Last week during dinner with some coworkers, I brought up about the most expensive coffee in the world. It started with talking about water, tea, and coffee having no calories if you don’t add milk or sugar. So while on the topic of coffee, I had remember seeing them talking about the most expensive coffee in the world in a Chinese detective drama series I saw a few years back. I forgot what it was called, but I remember how it was made. I recalled that they had to feed the coffee beans to a cat. The cat would them poop it back out (I know, faux pas for dinner topic). Somehow, during the digestion process, the cats inner body adds something to the coffee beans that makes it taste and smell a lot better.
Everyone was so disgusted by this fact, they claimed they wouldn’t even try it. I couldn’t understand why… I mean, the coffee beans will be thoroughly wash and all the poop would be removed and there won’t be any remnants of the poop or the coffee beans ever being inside a cat’s stomach. I had brought up about vegetables being inside fertilizer and people just washing it and eating that, but they said fertilizer wasn’t exactly poop. Xyon gave the example of if I would eat undigested corn stuck in my poop if they washed it very carefully. He does have a point, but nonetheless, I don’t think my stomach makes corn taste or smell better, so I wouldn’t do it.
Anyway, after I came home, I decided to look up some information. It turns out it’s called Kopi Luwak. According to Wikipedia:
Kopi Luwak or Civet coffee is coffee made from coffee berries which have been eaten by and passed through the digestive tract of the Asian Palm Civet (Paradoxurus hermaphroditus).
Kopi Luwak is the most expensive coffee in the world, selling for between $120 and $600 USD per pound, and is sold mainly in Japan and United States, but it is increasingly becoming available elsewhere, though supplies are limited. One small cafe, the Heritage Tea Rooms, in the hills outside Townsville in Queensland, Australia has Kopi Luwak coffee on the menu at A$50.00 per cup.
Kopi is the Indonesian word for coffee, and luwak is a local name of the Palm Civet.

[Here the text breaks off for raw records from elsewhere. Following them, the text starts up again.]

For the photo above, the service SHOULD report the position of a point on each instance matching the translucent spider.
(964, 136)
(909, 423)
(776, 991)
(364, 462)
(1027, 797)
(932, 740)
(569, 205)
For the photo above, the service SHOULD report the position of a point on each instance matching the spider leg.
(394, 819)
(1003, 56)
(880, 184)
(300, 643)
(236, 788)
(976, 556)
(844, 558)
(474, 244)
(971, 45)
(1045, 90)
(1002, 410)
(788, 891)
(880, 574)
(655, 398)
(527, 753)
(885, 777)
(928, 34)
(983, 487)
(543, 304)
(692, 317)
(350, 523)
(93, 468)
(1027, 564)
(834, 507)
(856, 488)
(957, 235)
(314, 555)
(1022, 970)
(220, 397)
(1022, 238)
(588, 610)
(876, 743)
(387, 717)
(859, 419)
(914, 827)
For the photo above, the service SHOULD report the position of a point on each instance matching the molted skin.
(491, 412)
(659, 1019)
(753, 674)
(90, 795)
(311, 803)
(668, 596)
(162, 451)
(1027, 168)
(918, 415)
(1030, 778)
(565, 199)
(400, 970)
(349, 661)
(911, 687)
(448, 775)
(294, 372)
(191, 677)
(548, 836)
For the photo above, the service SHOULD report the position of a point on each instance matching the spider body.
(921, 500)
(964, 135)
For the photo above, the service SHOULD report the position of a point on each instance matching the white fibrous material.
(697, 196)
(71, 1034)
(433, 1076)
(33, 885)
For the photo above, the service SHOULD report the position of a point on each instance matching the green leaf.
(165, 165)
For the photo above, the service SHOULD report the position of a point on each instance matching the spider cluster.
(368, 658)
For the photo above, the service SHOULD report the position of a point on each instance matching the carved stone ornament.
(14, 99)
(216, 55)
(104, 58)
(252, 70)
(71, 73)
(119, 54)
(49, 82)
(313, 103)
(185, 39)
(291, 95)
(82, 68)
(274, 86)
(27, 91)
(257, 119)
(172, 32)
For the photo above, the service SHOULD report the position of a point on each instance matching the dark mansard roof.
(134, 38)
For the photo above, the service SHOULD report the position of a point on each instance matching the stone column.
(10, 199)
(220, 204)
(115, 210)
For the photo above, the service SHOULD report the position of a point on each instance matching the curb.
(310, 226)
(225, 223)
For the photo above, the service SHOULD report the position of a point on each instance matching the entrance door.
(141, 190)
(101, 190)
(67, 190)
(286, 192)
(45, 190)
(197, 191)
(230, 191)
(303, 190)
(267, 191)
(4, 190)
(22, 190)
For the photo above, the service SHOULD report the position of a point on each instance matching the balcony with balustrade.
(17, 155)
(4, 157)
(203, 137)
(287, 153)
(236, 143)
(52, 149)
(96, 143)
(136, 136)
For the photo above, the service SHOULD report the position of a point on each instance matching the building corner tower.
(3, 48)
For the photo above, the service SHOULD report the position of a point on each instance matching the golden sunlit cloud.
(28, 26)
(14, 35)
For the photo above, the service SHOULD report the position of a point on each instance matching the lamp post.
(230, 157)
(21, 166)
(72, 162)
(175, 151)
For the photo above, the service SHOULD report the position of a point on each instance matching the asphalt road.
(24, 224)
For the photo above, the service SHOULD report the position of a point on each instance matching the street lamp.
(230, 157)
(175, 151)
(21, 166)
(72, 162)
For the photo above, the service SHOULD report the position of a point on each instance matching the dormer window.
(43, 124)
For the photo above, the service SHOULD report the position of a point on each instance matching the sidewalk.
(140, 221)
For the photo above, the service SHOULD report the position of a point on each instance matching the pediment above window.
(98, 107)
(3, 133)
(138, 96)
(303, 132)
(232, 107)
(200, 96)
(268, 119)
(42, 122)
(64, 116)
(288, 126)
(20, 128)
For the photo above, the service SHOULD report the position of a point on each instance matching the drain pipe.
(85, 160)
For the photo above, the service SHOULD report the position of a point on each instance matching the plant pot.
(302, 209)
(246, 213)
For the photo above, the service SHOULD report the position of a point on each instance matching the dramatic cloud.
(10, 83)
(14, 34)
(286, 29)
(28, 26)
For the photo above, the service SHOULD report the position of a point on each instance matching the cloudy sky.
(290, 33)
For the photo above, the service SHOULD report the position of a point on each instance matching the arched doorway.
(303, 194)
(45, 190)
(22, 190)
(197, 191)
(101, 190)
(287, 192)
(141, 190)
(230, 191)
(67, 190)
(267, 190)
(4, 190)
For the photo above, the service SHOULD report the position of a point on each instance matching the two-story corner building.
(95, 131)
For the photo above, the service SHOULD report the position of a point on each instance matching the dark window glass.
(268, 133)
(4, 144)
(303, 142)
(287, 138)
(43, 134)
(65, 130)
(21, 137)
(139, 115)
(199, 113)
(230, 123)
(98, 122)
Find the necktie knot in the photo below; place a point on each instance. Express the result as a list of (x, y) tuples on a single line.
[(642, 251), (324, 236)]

The raw, red coffee berries are part of its normal diet, along with insects, small mammals, small reptiles, eggs and nestlings of birds, and other fruit. The inner bean of the berry is not digested, but it is believed that enzymes in the stomach of the civet add to the coffee’s flavor by breaking down the proteins that give coffee its bitter taste. The beans are excreted still covered in some inner layers of the berry. The beans are washed, and given only a light roast so as to not destroy the complex flavors that develop through the process.

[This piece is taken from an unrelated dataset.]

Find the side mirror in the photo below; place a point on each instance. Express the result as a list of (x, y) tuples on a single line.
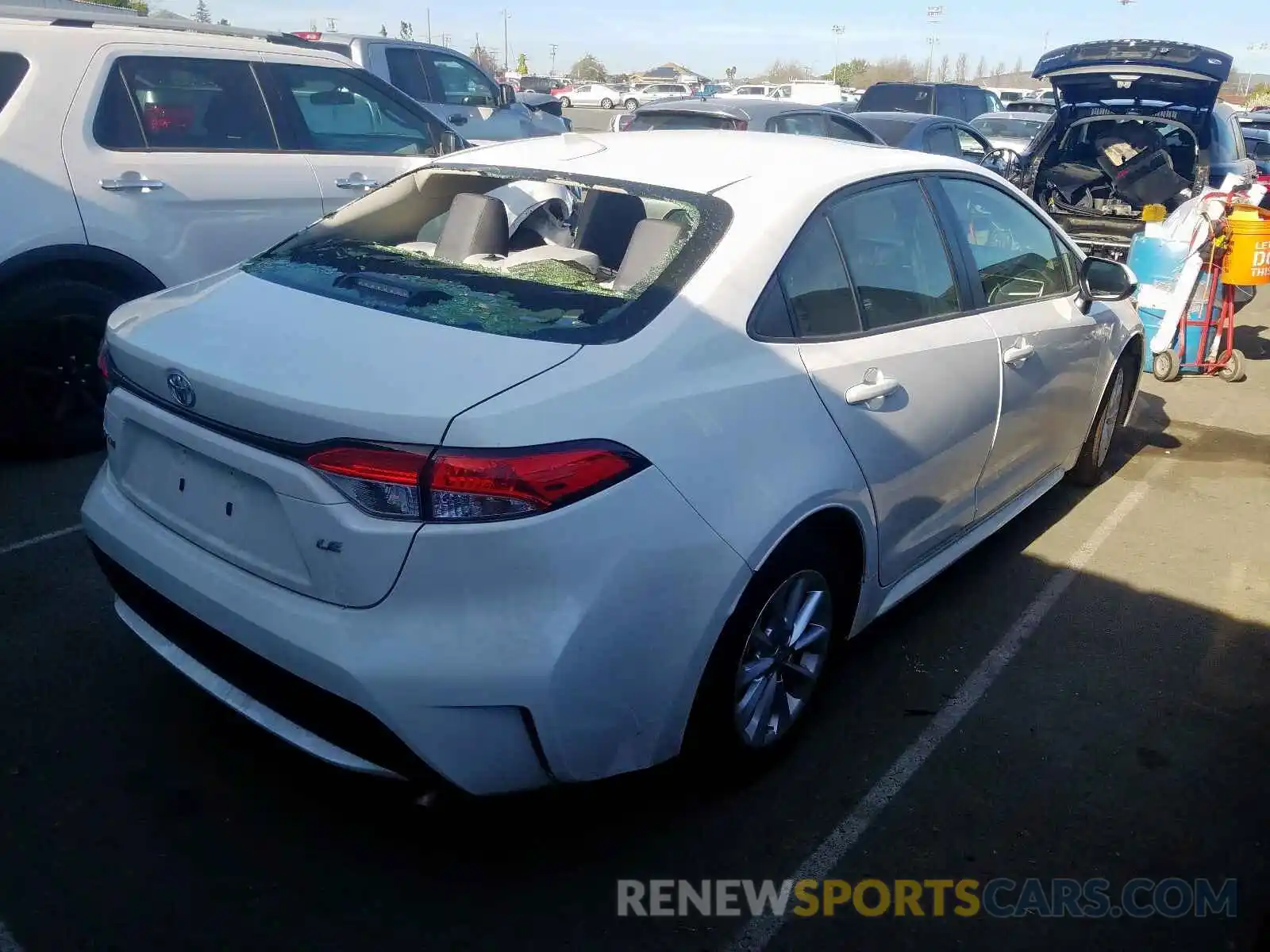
[(1104, 279)]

So it turns out a it’s not exactly a cat. A Palm Civet is actually a cat-sized mammal in the family Viverridae, sometimes referred to as the Toddy Cat. And it’s not really coffee beans, but coffee berries. I had no idea coffee berries existed. Anyway, I’ve pretty much gotten to the point I’d tried anything if someone recommends it to me, and wouldn’t mind trying a cup of this coffee. I personally don’t like coffee that much, and if I do drink it, it’s usually in the form of mocha or a lot of milk and sugar.
But A$50 (~US$40) for a cup of coffee… Wow!